Please share this invitation with others you think may be interested to attend. Just let us know so we can cater for everyone.
Monday 30th July
12pm Luncheon 12.30 – 2 pm Presentation
Gold Coast G05_3.18; Mount Gravatt M10_5.04
RSVP: [email protected]
On 1 January 2016, the 17 Sustainable Development Goals (SDGs) of the 2030 Agenda for Sustainable Development – adopted by world leaders in September 2015 at an historic UN Summit – officially came into force. Over the next fifteen years, with these new Goals that universally apply to all, countries will mobilize efforts to end all forms of poverty, fight inequalities and tackle climate change, while ensuring that no one is left behind.
Australia’s just-released National Voluntary Review on the Sustainable Development Goals to the United Nations notes that “Many Australian schools and universities have implemented sustainability programs to teach children and young people about resource sustainability and to improve resource management within their institutions”.
The Agenda links directly into the sustainability cross-curriculum priority of the Australian curriculum and provides a clear framework for addressing global issues, both literally and pedagogically.
The presentation will look at the genesis of the Agenda and its Sustainable Development Goals, review the Agenda, with specific focus on the Goals and how they create a transformational path towards a better world for all. The aim of the presentation will be to provide the audience with a better understanding of the Sustainable Development Agenda and how it can act as a framework for bringing in diverse learning areas which have a potential to contribute to the sustainability cross-curriculum priority.
Mr. Christopher Woodthorpe is Director of the United Nations Information Centre (UNIC), Canberra. UNIC Canberra covers, Australia, Fiji, Kiribati, Nauru, New Zealand, Samoa, Tonga, Tuvalu and Vanuatu.
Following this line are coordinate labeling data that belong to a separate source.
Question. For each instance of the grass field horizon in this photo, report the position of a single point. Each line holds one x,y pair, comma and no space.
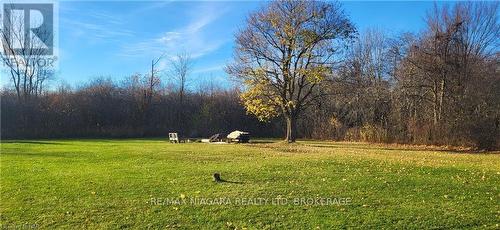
131,183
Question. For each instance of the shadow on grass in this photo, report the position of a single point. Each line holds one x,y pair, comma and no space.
33,142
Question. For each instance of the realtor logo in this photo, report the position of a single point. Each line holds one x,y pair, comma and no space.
28,28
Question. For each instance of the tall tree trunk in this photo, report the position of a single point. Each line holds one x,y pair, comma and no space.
291,121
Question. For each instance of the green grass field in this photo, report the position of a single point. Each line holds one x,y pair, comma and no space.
151,183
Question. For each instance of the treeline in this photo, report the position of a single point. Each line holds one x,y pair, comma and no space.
439,86
104,108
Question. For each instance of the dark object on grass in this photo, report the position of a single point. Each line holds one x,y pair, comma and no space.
216,138
217,179
238,136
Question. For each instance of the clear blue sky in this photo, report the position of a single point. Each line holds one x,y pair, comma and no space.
116,39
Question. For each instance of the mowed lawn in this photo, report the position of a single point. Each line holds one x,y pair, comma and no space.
129,183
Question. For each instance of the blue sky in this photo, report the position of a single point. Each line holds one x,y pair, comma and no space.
116,38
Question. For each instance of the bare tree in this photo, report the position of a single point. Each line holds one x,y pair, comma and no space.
180,67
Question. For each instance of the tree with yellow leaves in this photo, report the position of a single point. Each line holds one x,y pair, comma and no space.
284,54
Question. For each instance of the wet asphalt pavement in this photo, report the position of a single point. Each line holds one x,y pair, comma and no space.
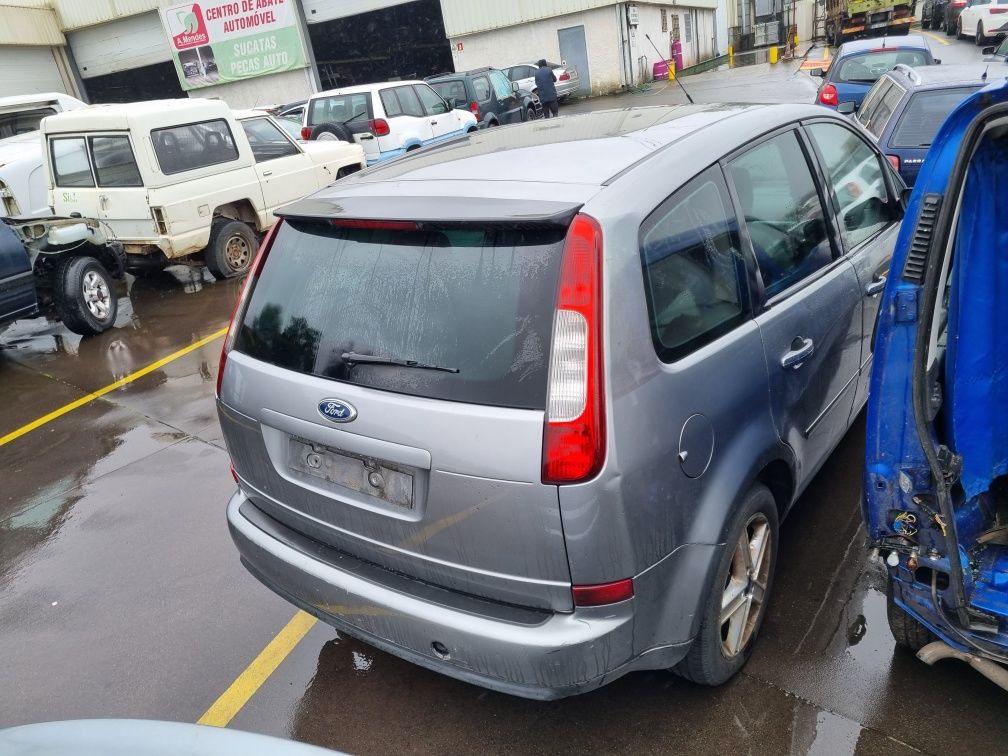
122,596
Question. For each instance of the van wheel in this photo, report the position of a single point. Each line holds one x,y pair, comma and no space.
333,131
231,249
907,631
737,603
84,295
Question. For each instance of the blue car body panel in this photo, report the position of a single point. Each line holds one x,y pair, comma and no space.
898,473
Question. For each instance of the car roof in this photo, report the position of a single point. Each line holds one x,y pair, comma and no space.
911,41
936,77
569,157
357,89
149,114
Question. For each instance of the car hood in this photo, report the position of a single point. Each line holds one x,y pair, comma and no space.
19,147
In this role Mr. Woodthorpe acts as the representative of the Secretary-General and coordinates the Organization’s communications outreach in the region. He joined the United Nations in 1989 as Chief of the Sales and Marketing Section, Department of Public Information, where he was responsible for management of the UN’s publications sales offices in New York and Geneva, including editorial and sales offices, and the External Publications Office.
During this period he also served as Chair of the Electronic Publishing Working Group and was the Focal Point for coordinating the Department’s relocation following renovation of the United Nations complex. Mr. Woodthorpe was educated in the United Kingdom, where he attended Marlborough College and obtained a Master of Arts degree in Geography from Cambridge University. He was born in 1958, is married and has three children. He has an active interest in a number of sports as well as local history.